As folhas da relva
Vocês que me escutam aí em cima! Você aí ....
algum segredo para me contar?
Me encare enquanto assopro o discreto poente,
Seja sincero, ninguém está te ouvindo,
só vou ficar mais um minuto.
Me contradigo?
Tudo bem, então .... me contradigo;
Sou vasto .... contenho multidões.
Me concentro nos que estão perto .... espero na porta.
Quem terminou o batente e vai jantar mais cedo?
Quem quer passear comigo?
Você vai falar antes que eu vá embora?
Ou virá quando já for tarde demais?
O falcão pintado dá uma rasante sobre mim e me acusa ....
reclama de minha conversa fiada, minha preguiça.

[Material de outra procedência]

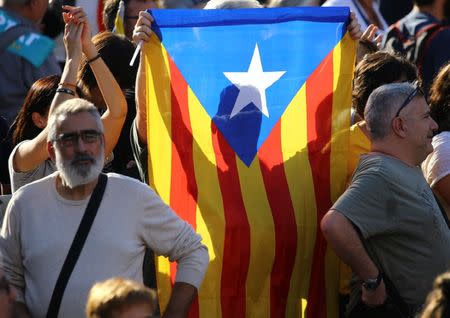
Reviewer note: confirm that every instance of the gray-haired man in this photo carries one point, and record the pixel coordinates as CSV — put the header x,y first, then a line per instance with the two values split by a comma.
x,y
42,219
388,221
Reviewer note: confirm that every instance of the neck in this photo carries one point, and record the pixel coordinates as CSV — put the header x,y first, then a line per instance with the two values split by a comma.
x,y
395,151
432,9
78,193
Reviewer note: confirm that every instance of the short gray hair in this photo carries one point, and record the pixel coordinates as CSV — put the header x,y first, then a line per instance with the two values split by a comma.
x,y
232,4
68,108
382,105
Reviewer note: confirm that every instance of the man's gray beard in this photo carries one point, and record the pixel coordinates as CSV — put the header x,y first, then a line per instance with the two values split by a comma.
x,y
74,176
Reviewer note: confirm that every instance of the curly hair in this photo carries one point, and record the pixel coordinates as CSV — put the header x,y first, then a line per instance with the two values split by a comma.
x,y
437,303
440,99
38,100
377,69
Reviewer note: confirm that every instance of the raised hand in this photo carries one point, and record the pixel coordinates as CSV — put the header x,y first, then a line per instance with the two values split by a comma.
x,y
78,16
142,30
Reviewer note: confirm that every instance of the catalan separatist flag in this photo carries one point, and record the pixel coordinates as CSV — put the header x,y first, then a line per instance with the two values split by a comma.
x,y
242,109
120,18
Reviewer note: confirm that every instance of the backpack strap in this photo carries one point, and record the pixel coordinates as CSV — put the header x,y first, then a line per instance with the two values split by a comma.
x,y
12,34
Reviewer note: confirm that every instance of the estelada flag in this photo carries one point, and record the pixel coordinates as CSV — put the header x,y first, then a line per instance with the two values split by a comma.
x,y
242,108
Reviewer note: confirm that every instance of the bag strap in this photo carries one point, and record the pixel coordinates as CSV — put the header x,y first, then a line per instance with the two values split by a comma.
x,y
10,35
77,246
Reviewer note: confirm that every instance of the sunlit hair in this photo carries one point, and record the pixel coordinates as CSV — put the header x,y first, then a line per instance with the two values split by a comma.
x,y
71,107
440,99
116,294
377,69
38,100
382,105
437,303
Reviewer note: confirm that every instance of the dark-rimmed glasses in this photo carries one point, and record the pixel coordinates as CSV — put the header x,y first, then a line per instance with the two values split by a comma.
x,y
417,91
88,136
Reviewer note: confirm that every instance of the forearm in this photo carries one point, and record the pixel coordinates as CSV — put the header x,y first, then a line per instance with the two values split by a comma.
x,y
110,89
344,240
141,103
180,301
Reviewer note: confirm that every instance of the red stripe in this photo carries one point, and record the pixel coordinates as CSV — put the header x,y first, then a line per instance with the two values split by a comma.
x,y
183,186
319,100
277,188
236,251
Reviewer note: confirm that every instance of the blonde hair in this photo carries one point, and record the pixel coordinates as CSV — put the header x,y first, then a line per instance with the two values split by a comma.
x,y
116,294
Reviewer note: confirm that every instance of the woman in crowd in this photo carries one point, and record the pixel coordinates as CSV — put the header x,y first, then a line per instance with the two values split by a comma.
x,y
436,167
29,159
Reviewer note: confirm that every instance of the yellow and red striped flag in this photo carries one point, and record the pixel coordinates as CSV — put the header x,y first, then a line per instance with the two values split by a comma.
x,y
242,109
120,18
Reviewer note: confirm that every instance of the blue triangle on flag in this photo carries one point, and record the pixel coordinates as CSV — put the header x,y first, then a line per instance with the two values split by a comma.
x,y
209,45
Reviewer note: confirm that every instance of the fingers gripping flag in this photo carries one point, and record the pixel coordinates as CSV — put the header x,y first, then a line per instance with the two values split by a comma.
x,y
120,17
242,109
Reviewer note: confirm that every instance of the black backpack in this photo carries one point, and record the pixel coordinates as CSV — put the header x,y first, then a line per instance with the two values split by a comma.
x,y
415,47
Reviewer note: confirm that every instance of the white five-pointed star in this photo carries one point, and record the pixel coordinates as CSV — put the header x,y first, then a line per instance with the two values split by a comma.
x,y
252,85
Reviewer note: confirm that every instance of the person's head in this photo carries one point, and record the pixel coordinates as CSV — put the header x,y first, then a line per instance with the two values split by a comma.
x,y
437,304
32,117
132,9
75,141
398,118
33,10
120,298
377,69
232,4
116,51
440,99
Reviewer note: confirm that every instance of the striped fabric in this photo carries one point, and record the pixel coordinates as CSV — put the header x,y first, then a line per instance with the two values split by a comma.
x,y
259,217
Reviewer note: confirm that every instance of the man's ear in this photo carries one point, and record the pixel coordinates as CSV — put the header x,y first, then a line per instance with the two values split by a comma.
x,y
38,120
51,150
399,127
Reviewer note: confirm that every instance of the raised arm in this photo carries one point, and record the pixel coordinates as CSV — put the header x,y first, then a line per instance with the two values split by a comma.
x,y
142,32
32,153
116,111
344,240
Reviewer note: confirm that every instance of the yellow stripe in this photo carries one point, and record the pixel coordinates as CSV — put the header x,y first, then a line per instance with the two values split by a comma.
x,y
159,141
343,66
210,214
299,176
262,239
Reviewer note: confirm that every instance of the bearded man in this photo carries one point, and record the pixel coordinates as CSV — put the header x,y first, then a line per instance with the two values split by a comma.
x,y
43,217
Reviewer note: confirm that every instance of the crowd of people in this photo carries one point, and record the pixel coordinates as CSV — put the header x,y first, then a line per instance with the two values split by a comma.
x,y
74,135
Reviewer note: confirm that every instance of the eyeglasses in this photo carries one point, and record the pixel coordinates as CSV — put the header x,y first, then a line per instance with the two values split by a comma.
x,y
89,136
417,91
4,284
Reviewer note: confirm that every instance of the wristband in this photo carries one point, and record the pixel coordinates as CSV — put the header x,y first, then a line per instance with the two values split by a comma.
x,y
65,91
94,58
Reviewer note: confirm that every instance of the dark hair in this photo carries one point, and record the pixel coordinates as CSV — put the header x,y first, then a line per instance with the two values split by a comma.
x,y
110,12
440,99
377,69
437,303
116,51
38,100
423,2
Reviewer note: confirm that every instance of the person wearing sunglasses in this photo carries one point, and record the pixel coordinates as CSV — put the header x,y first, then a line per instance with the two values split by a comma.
x,y
387,226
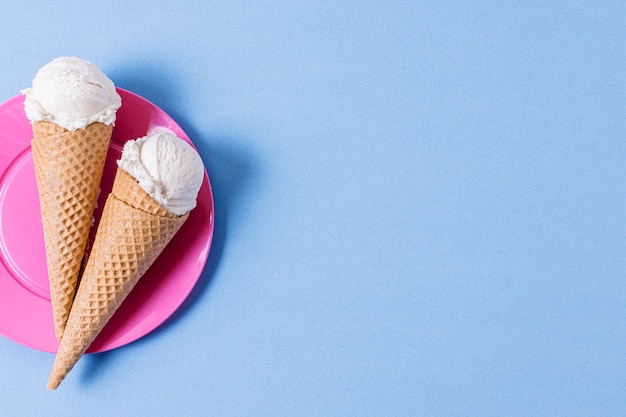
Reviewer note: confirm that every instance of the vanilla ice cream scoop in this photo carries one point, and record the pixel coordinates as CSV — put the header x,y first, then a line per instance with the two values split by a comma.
x,y
167,168
72,93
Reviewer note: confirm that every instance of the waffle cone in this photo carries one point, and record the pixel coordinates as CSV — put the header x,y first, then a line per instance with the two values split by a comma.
x,y
133,231
68,170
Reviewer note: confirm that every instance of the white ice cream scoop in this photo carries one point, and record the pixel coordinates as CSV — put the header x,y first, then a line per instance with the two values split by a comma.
x,y
167,168
73,93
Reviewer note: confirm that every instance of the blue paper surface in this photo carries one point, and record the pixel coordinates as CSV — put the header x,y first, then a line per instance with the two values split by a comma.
x,y
419,207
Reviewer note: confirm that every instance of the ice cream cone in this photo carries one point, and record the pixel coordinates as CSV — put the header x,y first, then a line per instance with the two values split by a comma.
x,y
68,169
133,231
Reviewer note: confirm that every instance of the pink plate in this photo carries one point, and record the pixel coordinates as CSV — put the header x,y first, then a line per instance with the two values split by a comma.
x,y
25,310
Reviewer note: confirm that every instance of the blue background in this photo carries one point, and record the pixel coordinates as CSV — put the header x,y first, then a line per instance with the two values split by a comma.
x,y
420,207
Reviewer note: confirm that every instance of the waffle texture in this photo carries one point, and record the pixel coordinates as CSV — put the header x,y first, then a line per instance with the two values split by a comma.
x,y
133,231
68,170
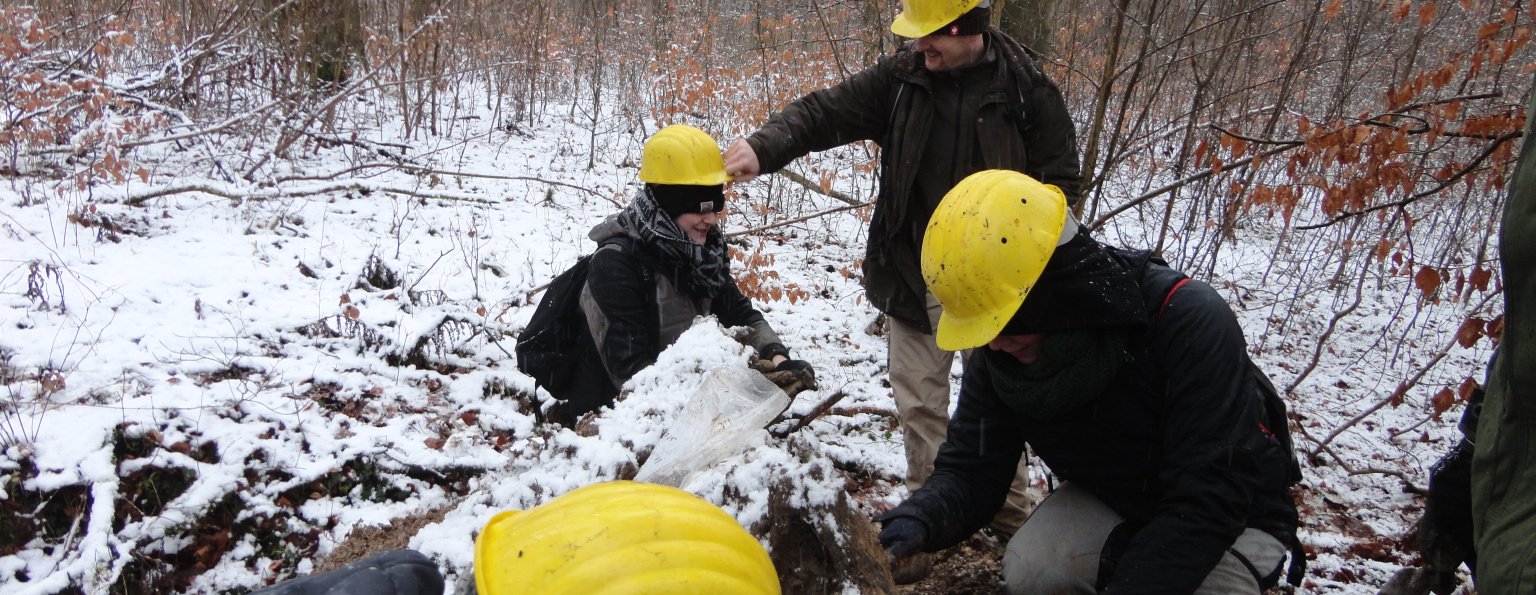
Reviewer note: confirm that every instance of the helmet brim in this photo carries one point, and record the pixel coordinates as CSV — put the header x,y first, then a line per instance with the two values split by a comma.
x,y
908,28
957,332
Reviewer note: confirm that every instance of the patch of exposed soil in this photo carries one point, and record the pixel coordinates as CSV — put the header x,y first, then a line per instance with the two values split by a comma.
x,y
974,566
366,541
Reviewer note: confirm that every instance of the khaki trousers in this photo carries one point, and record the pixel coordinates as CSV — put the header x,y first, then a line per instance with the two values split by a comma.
x,y
1057,549
920,385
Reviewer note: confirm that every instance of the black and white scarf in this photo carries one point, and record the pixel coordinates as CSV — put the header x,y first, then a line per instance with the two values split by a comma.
x,y
698,269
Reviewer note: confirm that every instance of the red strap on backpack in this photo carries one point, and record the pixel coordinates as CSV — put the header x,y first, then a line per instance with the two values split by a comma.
x,y
1169,297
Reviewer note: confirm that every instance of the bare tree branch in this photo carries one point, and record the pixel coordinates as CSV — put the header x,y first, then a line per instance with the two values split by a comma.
x,y
817,188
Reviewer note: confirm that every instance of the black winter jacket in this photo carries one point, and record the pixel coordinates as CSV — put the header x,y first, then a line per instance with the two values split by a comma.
x,y
1178,445
635,309
1022,125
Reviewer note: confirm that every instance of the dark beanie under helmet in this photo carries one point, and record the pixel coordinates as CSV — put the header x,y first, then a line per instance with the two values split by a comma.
x,y
681,199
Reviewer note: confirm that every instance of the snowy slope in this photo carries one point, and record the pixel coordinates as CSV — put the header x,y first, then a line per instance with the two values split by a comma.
x,y
231,388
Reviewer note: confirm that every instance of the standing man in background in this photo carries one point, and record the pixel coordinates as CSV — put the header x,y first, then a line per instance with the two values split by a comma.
x,y
957,99
1504,463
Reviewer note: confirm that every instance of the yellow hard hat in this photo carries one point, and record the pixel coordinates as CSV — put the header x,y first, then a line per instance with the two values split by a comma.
x,y
621,537
922,17
985,246
682,156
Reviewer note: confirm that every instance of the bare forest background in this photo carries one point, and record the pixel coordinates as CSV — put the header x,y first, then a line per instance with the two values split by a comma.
x,y
1366,140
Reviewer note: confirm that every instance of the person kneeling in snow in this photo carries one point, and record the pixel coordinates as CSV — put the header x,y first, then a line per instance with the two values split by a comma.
x,y
1129,380
661,263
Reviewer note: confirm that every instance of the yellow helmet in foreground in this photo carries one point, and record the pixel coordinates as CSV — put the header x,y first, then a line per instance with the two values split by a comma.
x,y
985,248
621,537
682,156
922,17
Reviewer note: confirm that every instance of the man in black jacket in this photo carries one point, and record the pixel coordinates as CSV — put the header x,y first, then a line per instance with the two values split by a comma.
x,y
1128,378
959,99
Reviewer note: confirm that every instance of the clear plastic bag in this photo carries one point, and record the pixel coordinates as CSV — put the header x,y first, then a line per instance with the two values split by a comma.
x,y
727,411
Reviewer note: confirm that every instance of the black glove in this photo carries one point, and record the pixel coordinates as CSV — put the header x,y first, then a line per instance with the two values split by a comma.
x,y
903,537
395,572
801,369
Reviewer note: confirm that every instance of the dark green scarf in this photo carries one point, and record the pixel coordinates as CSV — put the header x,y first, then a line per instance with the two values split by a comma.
x,y
1074,368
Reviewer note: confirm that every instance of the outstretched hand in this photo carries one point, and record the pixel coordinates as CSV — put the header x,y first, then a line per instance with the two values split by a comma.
x,y
903,537
802,371
741,162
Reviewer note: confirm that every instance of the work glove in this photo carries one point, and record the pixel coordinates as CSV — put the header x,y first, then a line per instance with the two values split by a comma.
x,y
903,537
802,371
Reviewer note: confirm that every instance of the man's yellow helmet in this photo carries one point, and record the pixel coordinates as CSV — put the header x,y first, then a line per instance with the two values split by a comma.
x,y
682,156
985,248
922,17
621,537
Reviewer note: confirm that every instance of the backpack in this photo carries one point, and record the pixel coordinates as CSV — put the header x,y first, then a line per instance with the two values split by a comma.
x,y
556,337
1277,423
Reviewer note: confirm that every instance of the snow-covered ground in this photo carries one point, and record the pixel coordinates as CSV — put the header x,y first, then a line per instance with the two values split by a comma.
x,y
231,388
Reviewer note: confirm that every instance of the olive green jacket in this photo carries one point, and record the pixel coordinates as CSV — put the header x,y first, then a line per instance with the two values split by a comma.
x,y
1022,125
1504,465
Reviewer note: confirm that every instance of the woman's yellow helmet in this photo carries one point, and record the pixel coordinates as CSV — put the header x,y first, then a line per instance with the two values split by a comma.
x,y
621,537
985,248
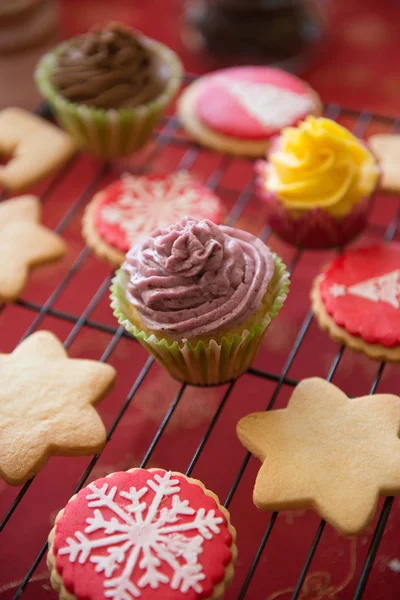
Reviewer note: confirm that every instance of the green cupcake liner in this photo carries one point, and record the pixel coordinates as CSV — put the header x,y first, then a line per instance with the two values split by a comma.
x,y
109,133
214,362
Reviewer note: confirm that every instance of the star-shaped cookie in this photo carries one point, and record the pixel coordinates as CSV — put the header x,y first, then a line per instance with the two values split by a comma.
x,y
386,147
36,148
326,452
24,243
46,406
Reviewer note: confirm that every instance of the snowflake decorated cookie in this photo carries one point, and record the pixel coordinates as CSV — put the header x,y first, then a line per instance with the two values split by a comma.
x,y
135,205
357,300
147,534
238,110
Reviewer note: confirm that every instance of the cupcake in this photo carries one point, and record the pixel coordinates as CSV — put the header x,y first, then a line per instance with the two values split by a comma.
x,y
109,87
143,533
200,298
134,205
317,184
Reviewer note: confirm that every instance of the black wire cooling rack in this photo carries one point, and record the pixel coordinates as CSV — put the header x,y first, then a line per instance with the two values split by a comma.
x,y
170,135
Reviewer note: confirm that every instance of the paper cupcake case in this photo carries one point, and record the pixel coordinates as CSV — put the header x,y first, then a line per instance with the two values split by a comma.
x,y
316,228
216,361
114,132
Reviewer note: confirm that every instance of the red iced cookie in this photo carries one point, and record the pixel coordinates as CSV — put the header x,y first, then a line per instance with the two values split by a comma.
x,y
360,290
253,103
135,205
142,534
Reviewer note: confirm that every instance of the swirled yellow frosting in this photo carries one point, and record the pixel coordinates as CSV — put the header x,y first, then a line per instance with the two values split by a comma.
x,y
320,164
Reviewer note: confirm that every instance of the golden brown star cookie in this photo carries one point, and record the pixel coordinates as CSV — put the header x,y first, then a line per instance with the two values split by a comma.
x,y
36,148
24,243
327,452
386,148
46,407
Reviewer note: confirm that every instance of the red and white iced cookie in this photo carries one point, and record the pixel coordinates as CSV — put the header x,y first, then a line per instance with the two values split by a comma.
x,y
357,300
238,110
135,205
147,534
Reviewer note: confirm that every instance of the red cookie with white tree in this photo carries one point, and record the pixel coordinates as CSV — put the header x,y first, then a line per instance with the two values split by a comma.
x,y
357,300
239,110
135,205
149,534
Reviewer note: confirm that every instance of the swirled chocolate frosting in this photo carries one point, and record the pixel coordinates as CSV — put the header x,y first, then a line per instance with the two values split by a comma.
x,y
196,277
109,68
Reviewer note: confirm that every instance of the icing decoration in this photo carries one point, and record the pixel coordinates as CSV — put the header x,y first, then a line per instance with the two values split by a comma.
x,y
315,227
195,277
252,102
149,534
320,164
270,106
135,205
378,289
361,292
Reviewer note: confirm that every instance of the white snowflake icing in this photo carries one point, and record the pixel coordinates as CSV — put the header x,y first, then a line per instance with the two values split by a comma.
x,y
142,536
149,203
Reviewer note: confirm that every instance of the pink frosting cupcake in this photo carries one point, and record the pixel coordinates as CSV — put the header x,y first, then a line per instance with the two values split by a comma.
x,y
200,298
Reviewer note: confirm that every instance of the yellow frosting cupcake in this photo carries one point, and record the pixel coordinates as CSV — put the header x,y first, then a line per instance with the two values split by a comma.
x,y
318,175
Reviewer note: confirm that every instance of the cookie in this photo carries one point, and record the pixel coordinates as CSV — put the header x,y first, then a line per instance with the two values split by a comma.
x,y
136,205
386,148
238,110
36,148
142,534
357,300
46,406
326,452
24,243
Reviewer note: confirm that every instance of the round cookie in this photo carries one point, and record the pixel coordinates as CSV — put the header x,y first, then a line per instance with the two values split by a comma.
x,y
135,205
357,300
238,110
148,534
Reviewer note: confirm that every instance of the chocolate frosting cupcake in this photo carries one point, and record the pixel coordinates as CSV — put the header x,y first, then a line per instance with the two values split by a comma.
x,y
109,68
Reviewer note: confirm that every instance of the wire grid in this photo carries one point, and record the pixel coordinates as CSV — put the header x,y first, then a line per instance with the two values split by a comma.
x,y
166,136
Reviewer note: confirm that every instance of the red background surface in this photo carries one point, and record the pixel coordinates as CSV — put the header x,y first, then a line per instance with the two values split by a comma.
x,y
356,66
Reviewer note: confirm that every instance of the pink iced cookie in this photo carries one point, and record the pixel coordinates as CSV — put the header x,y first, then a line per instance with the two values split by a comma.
x,y
237,110
135,205
147,534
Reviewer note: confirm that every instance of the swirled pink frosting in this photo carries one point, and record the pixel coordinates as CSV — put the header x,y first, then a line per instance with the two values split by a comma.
x,y
195,277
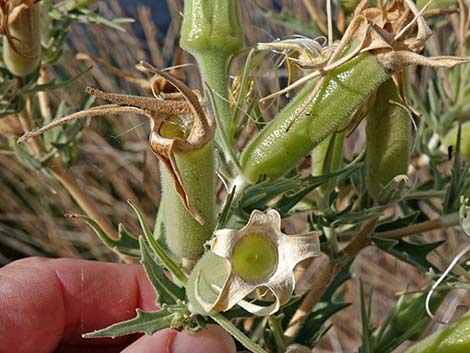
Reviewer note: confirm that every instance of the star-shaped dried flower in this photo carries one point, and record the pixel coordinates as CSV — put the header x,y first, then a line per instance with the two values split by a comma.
x,y
257,256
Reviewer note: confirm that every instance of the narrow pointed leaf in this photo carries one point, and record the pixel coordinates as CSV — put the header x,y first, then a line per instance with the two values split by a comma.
x,y
168,292
157,248
144,322
126,243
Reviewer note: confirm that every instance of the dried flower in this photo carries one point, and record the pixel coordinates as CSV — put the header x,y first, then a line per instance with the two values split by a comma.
x,y
257,256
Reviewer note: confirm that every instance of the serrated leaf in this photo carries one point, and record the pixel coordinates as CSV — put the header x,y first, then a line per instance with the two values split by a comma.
x,y
292,190
126,244
367,329
144,322
413,253
311,332
159,251
168,292
460,175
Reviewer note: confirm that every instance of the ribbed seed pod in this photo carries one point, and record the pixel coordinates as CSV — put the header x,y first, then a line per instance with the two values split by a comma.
x,y
388,139
22,46
310,117
185,237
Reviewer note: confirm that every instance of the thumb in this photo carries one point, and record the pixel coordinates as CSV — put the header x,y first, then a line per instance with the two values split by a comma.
x,y
214,340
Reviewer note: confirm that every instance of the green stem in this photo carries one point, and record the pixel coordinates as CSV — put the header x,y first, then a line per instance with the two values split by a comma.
x,y
185,237
239,336
214,74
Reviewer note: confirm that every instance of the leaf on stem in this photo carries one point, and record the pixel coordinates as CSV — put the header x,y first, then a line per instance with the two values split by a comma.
x,y
413,253
126,244
145,322
167,291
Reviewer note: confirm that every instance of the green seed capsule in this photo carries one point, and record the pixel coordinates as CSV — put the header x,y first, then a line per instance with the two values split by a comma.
x,y
310,117
185,236
455,338
388,139
22,47
254,258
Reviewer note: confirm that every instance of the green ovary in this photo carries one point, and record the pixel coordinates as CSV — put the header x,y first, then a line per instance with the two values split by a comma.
x,y
254,258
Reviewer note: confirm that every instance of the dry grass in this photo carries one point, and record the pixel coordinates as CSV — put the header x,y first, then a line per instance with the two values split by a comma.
x,y
115,164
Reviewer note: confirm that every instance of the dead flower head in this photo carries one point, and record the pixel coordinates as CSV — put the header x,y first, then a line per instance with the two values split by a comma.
x,y
258,256
173,109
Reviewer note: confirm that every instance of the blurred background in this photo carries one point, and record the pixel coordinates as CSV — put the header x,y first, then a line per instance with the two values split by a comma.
x,y
113,162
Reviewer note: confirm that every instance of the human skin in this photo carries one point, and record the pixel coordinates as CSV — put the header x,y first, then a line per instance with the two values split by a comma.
x,y
47,304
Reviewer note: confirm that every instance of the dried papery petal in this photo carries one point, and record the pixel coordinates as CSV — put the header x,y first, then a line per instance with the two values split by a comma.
x,y
22,36
166,147
261,256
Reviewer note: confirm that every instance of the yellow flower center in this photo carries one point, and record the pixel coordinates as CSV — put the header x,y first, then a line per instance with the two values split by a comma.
x,y
254,258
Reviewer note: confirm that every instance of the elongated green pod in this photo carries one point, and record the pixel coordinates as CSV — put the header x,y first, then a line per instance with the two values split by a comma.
x,y
388,136
311,116
185,236
454,338
450,140
184,144
22,45
211,31
325,158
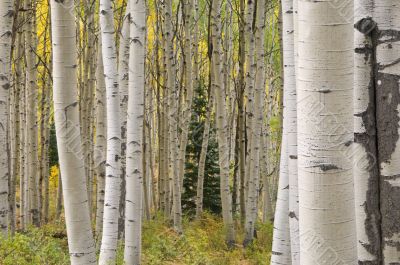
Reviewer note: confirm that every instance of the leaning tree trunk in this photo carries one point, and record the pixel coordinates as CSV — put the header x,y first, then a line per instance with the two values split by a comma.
x,y
6,21
387,70
77,214
221,123
325,132
366,171
112,195
134,151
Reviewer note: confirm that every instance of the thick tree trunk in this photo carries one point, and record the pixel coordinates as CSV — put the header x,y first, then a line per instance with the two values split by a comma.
x,y
325,132
134,152
77,214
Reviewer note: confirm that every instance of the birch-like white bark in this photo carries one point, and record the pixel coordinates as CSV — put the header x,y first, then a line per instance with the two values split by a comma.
x,y
281,248
134,151
387,68
221,123
123,77
288,14
255,139
6,22
325,133
366,174
108,250
100,150
31,98
202,159
77,214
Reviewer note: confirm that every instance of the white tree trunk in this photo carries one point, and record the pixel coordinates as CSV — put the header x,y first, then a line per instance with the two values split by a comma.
x,y
31,114
291,105
109,241
387,17
173,99
77,215
366,174
221,123
134,153
6,21
255,139
281,246
123,77
202,159
100,150
325,133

Também não sou facilmente amestrado ....
também não sou facilmente traduzível,
Solto meu urro bárbaro sobre os telhados do mundo.
A última nuvem do dia se demora por mim.
Lança minha semelhança após o resto,
fiel como todas nos ermos sombrios,
Me incita para o vapor e para o crepúsculo.
Vou-me feito vento .... agito meus cabelos brancos
contra o sol fugitivo,
Esparramo minha carne em redemoinhos
e a deixo flutuar em retalhos rendados.
Me entrego à terra pra crescer da relva que amo,
Se me quiser de novo me procure sob a sola de suas botas.
Vai ser difícil você saber quem sou
ou o que estou querendo dizer,
Mas mesmo assim vou dar saúde,
Vou filtrar e dar fibra a seu sangue.
Não me cruzando na primeira não desista,
Não me vendo num lugar procure em outro,
Em algum lugar eu paro e espero você.